In the National Football League it's often as much about opportunity as it is talent. That was the case last year in Washington, where a little-known but hard-running tailback from Florida Atlantic turned his chance to start into over 1,600 yards on the ground.
In 2013 the stage is set for another late draft pick to take the NFL by storm, this time in the Gateway City.
That running back is Zac Stacy of the St. Louis Rams, who has an excellent chance to be the 2013 version of Alfred Morris, who came from nowhere a season ago to finish second in the NFL in rushing.
The similarities between the two ball-carriers are numerous.
For starters, Morris and Stacy are built very similarly. Both backs pack quite a bit into a compact frame. Morris tips the scales at 5'9" and 218 pounds, while Stacy is a virtual carbon copy at 5'8" and 216 pounds.
If you examine the statistics from each player's last season in college, the commonalities continue.

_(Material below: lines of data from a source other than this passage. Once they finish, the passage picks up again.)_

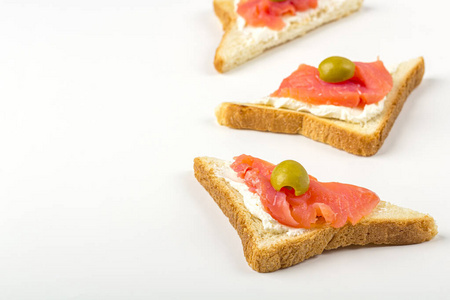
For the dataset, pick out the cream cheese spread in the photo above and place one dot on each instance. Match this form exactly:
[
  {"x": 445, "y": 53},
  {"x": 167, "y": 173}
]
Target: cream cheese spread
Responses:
[
  {"x": 310, "y": 16},
  {"x": 253, "y": 203},
  {"x": 349, "y": 114}
]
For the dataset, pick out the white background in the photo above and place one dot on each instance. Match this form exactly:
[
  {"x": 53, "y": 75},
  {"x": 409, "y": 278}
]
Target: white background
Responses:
[{"x": 105, "y": 104}]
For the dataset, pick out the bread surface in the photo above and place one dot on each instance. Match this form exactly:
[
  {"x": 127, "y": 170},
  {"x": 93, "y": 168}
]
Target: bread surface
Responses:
[
  {"x": 268, "y": 252},
  {"x": 236, "y": 48},
  {"x": 359, "y": 139}
]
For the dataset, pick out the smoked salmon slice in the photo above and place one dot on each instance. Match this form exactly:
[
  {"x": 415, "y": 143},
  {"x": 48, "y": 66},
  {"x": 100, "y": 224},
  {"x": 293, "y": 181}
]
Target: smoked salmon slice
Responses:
[
  {"x": 269, "y": 13},
  {"x": 370, "y": 84},
  {"x": 334, "y": 203}
]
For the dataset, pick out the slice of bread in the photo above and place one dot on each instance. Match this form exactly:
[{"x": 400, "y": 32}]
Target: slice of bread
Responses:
[
  {"x": 267, "y": 251},
  {"x": 236, "y": 47},
  {"x": 360, "y": 139}
]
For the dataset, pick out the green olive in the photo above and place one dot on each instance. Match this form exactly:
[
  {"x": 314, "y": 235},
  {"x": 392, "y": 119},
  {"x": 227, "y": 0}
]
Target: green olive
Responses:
[
  {"x": 290, "y": 173},
  {"x": 336, "y": 69}
]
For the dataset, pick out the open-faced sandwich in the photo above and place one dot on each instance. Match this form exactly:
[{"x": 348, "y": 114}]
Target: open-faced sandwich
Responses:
[
  {"x": 253, "y": 26},
  {"x": 284, "y": 216},
  {"x": 348, "y": 105}
]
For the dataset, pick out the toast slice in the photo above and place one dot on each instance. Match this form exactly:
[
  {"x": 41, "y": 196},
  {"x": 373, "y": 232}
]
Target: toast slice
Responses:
[
  {"x": 267, "y": 251},
  {"x": 237, "y": 47},
  {"x": 359, "y": 139}
]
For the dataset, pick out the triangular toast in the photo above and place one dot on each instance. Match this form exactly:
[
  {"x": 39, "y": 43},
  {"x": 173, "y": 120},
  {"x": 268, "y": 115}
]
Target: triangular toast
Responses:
[
  {"x": 236, "y": 47},
  {"x": 360, "y": 139},
  {"x": 267, "y": 252}
]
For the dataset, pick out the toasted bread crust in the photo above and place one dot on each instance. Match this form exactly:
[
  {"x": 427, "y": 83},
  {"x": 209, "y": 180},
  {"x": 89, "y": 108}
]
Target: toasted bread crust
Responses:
[
  {"x": 267, "y": 252},
  {"x": 339, "y": 134},
  {"x": 231, "y": 53}
]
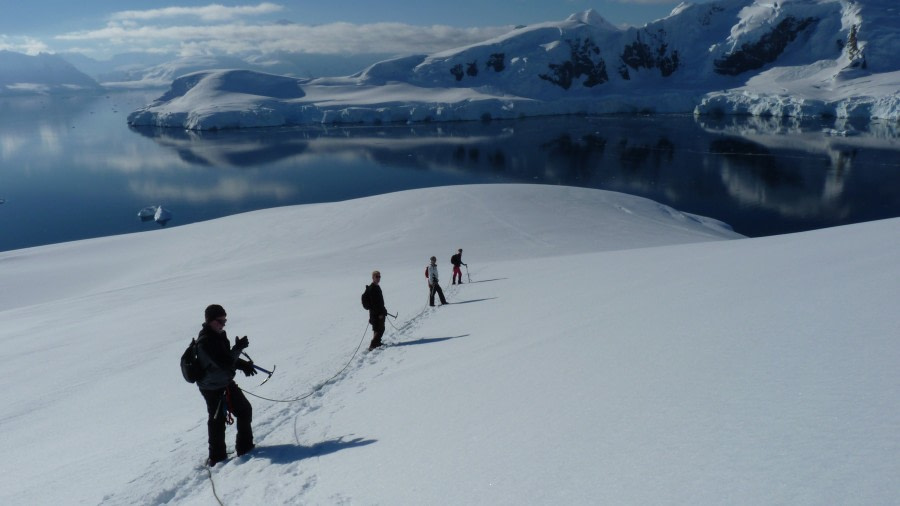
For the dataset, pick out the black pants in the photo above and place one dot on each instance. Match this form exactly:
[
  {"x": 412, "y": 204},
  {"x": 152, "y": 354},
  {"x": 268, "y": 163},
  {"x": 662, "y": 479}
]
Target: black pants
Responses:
[
  {"x": 436, "y": 288},
  {"x": 243, "y": 412},
  {"x": 377, "y": 323}
]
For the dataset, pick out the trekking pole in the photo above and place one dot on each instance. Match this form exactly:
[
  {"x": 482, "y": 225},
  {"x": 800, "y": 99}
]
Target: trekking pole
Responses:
[{"x": 260, "y": 369}]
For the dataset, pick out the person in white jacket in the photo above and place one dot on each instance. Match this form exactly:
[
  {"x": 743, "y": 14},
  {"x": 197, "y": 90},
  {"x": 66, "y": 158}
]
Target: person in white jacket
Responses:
[{"x": 434, "y": 285}]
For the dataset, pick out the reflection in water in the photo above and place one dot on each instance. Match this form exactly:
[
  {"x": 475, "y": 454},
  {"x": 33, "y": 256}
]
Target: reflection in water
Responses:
[{"x": 762, "y": 176}]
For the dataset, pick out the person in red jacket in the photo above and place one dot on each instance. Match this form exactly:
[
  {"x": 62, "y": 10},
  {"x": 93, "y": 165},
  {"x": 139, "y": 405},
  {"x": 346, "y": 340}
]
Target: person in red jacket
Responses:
[{"x": 456, "y": 260}]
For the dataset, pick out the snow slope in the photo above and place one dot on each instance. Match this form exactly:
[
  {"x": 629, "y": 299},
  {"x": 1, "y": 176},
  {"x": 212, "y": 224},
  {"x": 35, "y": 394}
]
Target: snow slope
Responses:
[
  {"x": 608, "y": 350},
  {"x": 789, "y": 58}
]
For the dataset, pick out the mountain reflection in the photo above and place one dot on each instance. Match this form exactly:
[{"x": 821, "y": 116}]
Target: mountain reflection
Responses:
[{"x": 762, "y": 176}]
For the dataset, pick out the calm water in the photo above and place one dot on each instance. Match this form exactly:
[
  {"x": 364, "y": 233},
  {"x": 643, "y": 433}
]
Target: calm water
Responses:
[{"x": 70, "y": 168}]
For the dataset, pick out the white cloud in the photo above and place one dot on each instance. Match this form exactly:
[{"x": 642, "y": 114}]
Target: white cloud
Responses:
[
  {"x": 210, "y": 13},
  {"x": 27, "y": 45},
  {"x": 649, "y": 2},
  {"x": 239, "y": 37}
]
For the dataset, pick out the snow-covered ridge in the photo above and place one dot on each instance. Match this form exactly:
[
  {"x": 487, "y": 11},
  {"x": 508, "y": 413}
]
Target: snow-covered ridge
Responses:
[
  {"x": 44, "y": 73},
  {"x": 790, "y": 58},
  {"x": 608, "y": 350}
]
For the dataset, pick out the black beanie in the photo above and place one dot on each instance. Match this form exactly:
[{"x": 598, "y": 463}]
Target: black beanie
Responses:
[{"x": 214, "y": 311}]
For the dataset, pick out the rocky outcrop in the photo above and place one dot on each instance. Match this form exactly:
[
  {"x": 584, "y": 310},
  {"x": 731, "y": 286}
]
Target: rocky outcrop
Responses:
[
  {"x": 765, "y": 50},
  {"x": 581, "y": 64}
]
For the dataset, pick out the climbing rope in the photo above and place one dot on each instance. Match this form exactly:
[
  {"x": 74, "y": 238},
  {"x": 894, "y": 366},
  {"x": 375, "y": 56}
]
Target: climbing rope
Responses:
[{"x": 318, "y": 387}]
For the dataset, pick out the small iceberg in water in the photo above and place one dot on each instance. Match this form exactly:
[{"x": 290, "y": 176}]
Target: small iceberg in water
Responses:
[
  {"x": 162, "y": 215},
  {"x": 158, "y": 214},
  {"x": 147, "y": 213}
]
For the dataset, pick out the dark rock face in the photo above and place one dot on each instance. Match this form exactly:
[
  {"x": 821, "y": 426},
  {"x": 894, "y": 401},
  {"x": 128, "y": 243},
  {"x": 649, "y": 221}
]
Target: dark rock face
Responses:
[
  {"x": 640, "y": 54},
  {"x": 580, "y": 64},
  {"x": 765, "y": 50}
]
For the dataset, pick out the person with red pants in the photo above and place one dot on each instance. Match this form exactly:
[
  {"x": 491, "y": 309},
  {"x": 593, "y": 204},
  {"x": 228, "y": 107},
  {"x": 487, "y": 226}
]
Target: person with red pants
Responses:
[
  {"x": 220, "y": 362},
  {"x": 456, "y": 260}
]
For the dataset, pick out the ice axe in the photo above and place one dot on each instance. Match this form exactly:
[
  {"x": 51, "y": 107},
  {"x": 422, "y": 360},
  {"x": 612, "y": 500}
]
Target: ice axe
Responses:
[{"x": 260, "y": 369}]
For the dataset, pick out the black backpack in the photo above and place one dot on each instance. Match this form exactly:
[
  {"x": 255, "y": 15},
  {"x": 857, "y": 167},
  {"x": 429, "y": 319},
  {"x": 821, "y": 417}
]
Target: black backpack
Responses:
[
  {"x": 190, "y": 364},
  {"x": 365, "y": 298}
]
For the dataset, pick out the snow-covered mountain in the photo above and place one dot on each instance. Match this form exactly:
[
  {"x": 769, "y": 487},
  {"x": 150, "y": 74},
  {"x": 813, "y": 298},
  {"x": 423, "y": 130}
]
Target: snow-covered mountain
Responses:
[
  {"x": 146, "y": 70},
  {"x": 789, "y": 58},
  {"x": 43, "y": 73}
]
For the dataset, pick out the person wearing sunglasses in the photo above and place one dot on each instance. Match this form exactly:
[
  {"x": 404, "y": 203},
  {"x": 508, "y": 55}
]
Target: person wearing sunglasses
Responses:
[{"x": 220, "y": 361}]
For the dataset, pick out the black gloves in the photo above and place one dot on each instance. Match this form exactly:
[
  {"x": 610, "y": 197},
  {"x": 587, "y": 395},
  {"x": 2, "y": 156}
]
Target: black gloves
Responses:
[{"x": 248, "y": 369}]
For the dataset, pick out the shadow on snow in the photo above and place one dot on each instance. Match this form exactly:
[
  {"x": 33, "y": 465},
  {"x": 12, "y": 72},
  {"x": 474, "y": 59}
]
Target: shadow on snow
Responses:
[
  {"x": 286, "y": 453},
  {"x": 427, "y": 340}
]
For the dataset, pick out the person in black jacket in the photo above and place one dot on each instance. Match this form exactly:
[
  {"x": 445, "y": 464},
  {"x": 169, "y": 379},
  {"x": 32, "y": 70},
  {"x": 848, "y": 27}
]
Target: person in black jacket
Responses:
[
  {"x": 220, "y": 361},
  {"x": 377, "y": 311},
  {"x": 456, "y": 260}
]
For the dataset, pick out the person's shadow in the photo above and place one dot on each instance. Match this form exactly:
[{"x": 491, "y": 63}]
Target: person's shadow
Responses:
[
  {"x": 287, "y": 453},
  {"x": 426, "y": 340}
]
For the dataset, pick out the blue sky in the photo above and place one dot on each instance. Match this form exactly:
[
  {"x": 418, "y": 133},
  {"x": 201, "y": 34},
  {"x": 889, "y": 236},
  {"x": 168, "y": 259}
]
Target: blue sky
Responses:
[{"x": 104, "y": 27}]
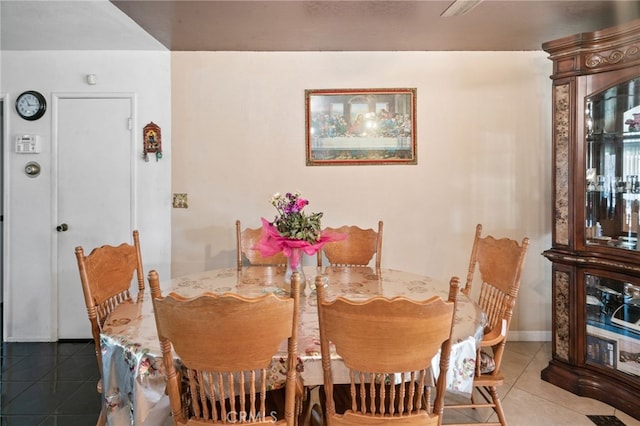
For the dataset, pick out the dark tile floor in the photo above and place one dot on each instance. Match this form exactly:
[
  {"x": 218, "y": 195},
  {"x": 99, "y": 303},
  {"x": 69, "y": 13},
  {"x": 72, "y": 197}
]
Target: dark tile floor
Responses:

As you can see, Stacy's production from the 2012 season at Vanderbilt is very similar to Morris' numbers from 2011 at FAU. If anything, Stacy's output is the more impressive of the two, as he did his damage in the Southeastern Conference. Comparing the SEC to the Sun Belt is a bit like comparing the NFL to the SEC.
It's not just on paper where one can see a resemblance between the two running backs. Neither player has breakaway speed, nor are they especially elusive in the open field.
However, they make up for that with a trait that can be even more important for players at their position. They're decisive runners. There isn't a lot of time and energy wasted dancing around in the backfield. When Morris and Stacy see a hole they hit it with authority. It may not make for huge gains, but it also doesn't result in getting hauled down for a loss with regularity.
One other similarity between Alfred Morris and Zac Stacy jumps out when viewing the "highlight reels" for the two players.
Oftentimes, the first player to make contact isn't the defender that brings them down. Arm tackles aren't cutting it with this duo.
That isn't to say that there aren't also significant differences between the pair. The biggest, of course, is that Morris has already shown that he can be a productive runner in the National Football League.
Only Adrian Peterson of the Minnesota Vikings gained more yardage on the ground last year than Morris. His, 1,001 yards after contact according to Pro Football Focus (subscription required) ranked third in the league.
Stacy, much less Morris, may get an opportunity early to showcase what he can do. No one expected Morris to be the Redskins' starter last year, but the youngster earned that right with a strong training camp and preseason.
Stacy could easily get that same chance in St, Louis. 2012 starter Steven Jackson is now in Atlanta. Last year's second-round pick, Isaiah Pead, was a massive disappointment as a rookie and is now suspended for the season opener after violating the NFL's substance abuse policy. 2012 seventh-rounder Daryl Richardson was capable a season ago, but he's hardly a world beater.
Just like last year's clouded backfield situation in Washington, the starter's job in St. Louis is wide open.
The hole is there. All Zac Stacy has to do is run through it.
Granted, he may not gain 1,600 yards (that's a tall order), but the talent is there with Zac Stacy. So is the situation.
All he is to do now is use one to take advantage of the other.